「死に馬に蹴られた」。口は災いの元(第553回)
19日の夜、砂押邦信氏死去の知らせが入った。立大監督時代は、長嶋茂雄、杉浦忠、本屋敷錦吾の1954年入部の黄金トリオを育て、その後は国鉄スワローズ(現東京ヤクルト)の監督も務めた。1962年、国鉄は最下位に沈んだが、砂押監督がらみで真っ先に脳裏に浮かんだのが、その年リーグ優勝を逃した大洋ホエールズの三原脩監督の「死に馬に蹴られた」という名(迷?)セリフだ。国鉄戦に敗れた試合に、腹立ち紛れに吐き捨てたセリフが、国鉄ナインの奮起を呼び、残りの大洋戦でしゃにむに戦った結果、大洋は阪神タイガースとのペナントレースに敗れたと伝えられている。ただ、どこの試合でこのコメントを吐いたのかが特定出来ていなかった。
そのため、国鉄が大洋に勝った試合を後ろから順に追っていったところ、まだ中盤だった7月19日、川崎球場での試合だったことが分かった。5連敗中だった国鉄は2回に8番に入った平岩嗣朗捕手が先制タイムリー、3回には追い打ちの2点適時打。このリードを巽一、金田正一のリレーで守り4-2で逃げ切った。試合後、三原監督は
「それにしても1年に3回しかヒットを打たない打者(平岩)にタイムリーされるようじゃ、死に馬に蹴られたのと同じだ」
平岩捕手は1958年に立命大から入団。控え捕手として毎年、50試合前後出場。通算122安打。三原監督の言うように年間3安打だけに終わったシーズンはない。
ただノーマークだった打者に2本の適時打を許し、勝ちを計算していた相手に破れた悔しさが、“死に馬に蹴られた”発言につながったのは間違いない。その後、このカードは9試合あったが大洋の6勝2敗1分けと圧倒。国鉄は阪神相手の12試合も3勝9敗と大差はない。もっとも、大洋戦2勝の際の国鉄ナインのコメントには「死に馬にも意地がある」など、三原監督の談話が奮起材料になったことも否めない。結局、阪神にリーグ優勝をさらわれた。

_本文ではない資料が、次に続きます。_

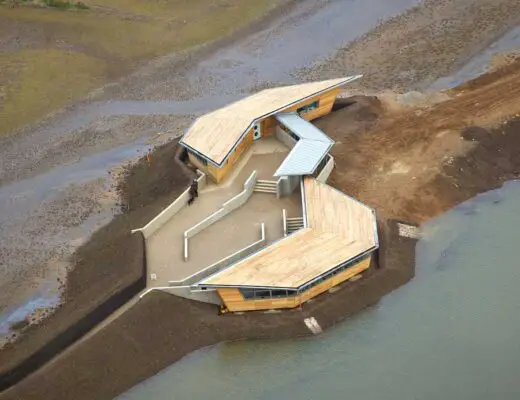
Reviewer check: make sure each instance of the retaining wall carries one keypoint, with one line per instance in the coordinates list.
(326, 171)
(228, 207)
(287, 185)
(162, 218)
(219, 265)
(205, 296)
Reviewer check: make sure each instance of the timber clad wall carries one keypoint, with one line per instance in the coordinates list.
(234, 301)
(268, 128)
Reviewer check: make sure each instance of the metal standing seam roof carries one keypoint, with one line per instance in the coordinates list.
(312, 147)
(214, 136)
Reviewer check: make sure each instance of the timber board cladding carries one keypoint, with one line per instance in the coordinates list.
(218, 174)
(268, 126)
(339, 229)
(229, 123)
(234, 301)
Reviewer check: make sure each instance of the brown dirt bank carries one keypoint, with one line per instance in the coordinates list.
(409, 163)
(107, 264)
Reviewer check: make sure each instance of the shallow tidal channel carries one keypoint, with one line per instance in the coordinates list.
(452, 332)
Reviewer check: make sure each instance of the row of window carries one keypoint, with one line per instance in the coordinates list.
(250, 294)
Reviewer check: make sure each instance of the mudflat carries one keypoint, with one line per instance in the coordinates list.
(409, 157)
(423, 160)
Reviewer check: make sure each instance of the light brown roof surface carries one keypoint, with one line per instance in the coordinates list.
(214, 135)
(339, 228)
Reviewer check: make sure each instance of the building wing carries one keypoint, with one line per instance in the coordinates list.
(214, 135)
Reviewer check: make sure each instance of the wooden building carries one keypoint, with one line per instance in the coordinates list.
(337, 243)
(335, 237)
(216, 140)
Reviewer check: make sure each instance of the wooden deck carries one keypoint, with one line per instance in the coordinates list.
(215, 134)
(339, 228)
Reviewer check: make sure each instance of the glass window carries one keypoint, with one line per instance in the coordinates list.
(308, 107)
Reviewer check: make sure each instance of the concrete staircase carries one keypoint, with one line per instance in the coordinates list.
(294, 224)
(263, 186)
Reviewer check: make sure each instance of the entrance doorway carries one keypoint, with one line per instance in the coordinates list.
(257, 133)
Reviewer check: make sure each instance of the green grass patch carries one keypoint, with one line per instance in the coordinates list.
(108, 41)
(42, 81)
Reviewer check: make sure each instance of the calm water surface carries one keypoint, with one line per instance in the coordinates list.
(452, 333)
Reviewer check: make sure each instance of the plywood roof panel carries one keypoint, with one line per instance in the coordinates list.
(215, 134)
(339, 228)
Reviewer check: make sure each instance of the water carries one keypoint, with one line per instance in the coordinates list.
(451, 333)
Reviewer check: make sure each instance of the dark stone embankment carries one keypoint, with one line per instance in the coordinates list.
(161, 329)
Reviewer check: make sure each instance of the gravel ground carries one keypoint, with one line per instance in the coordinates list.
(408, 52)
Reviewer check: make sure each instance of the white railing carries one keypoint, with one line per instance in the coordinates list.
(164, 216)
(228, 207)
(226, 261)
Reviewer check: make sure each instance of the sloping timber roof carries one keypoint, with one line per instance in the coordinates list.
(339, 228)
(214, 135)
(312, 147)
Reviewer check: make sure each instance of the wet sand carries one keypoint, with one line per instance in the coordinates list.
(464, 157)
(165, 96)
(72, 144)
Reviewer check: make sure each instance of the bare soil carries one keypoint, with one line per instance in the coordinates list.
(409, 162)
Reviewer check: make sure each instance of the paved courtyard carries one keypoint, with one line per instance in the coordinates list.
(235, 231)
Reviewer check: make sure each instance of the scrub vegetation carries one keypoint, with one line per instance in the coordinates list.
(53, 52)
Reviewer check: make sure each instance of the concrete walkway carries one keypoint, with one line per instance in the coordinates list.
(232, 233)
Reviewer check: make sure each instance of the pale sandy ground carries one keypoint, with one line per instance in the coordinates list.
(315, 41)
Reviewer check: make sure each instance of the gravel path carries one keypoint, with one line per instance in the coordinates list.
(46, 171)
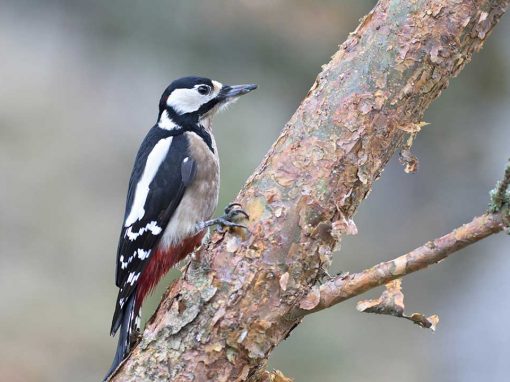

日本プロ野球では1989年の日本シリーズで、いきなり3連勝した近鉄の加藤哲朗投手が、「巨人は(パ・リーグ最下位の)ロッテより弱い」(実際は、ロッテより弱いとの質問に、そうですねと相づちを打ったことが前記コメントとなった)で、巨人が奮起して4連勝したのと並んで、ことわざ“口は災いの元」の典型的な例だ。
米大リーグでも、「死に馬に蹴られた」と同じようなコメントによって、痛烈なしっぺ返しを食ったケースがある。1933年ワールドチャンピオンとなったニューヨーク・ジャイアンツは、翌年も連覇を目指していた。ビル・テリー監督は開幕前に、当時同じニューヨークに本拠を構えていたブルックリン・ドジャースの事を聞かれ、「ドジャース? ドジャースはまだナ・リーグにいたのか」と前年リーグ8球団中6位のチームに対し、口を滑らしてしまった。
シーズンに入っても、ドジャースは前年と同じ6位に沈んでいたが、ジャイアンツはカージナルスとのデッドヒートを繰り広げ、2試合を残した時点で同率首位に立っていた。ところが、相手は因縁のドジャースで1-6、5-8とまさかの2連敗で優勝を逃した。
ニューヨーク・タイムズのジョン・キーラン記者は、「テリー様。なぜ、あなたはあのときに笑いながら、あんな事を言ってしまったのでしょうか。あなたは彼らがその言葉を忘れていて欲しいと思ったのでしょう。でも彼らは忘れてなかったのです。彼らは、このナ・リーグに存在していたのです」と皮肉を込めて書いている。
政界、スポーツ界から会社、そして家族生活。皆さん、言葉には気を付けましょう。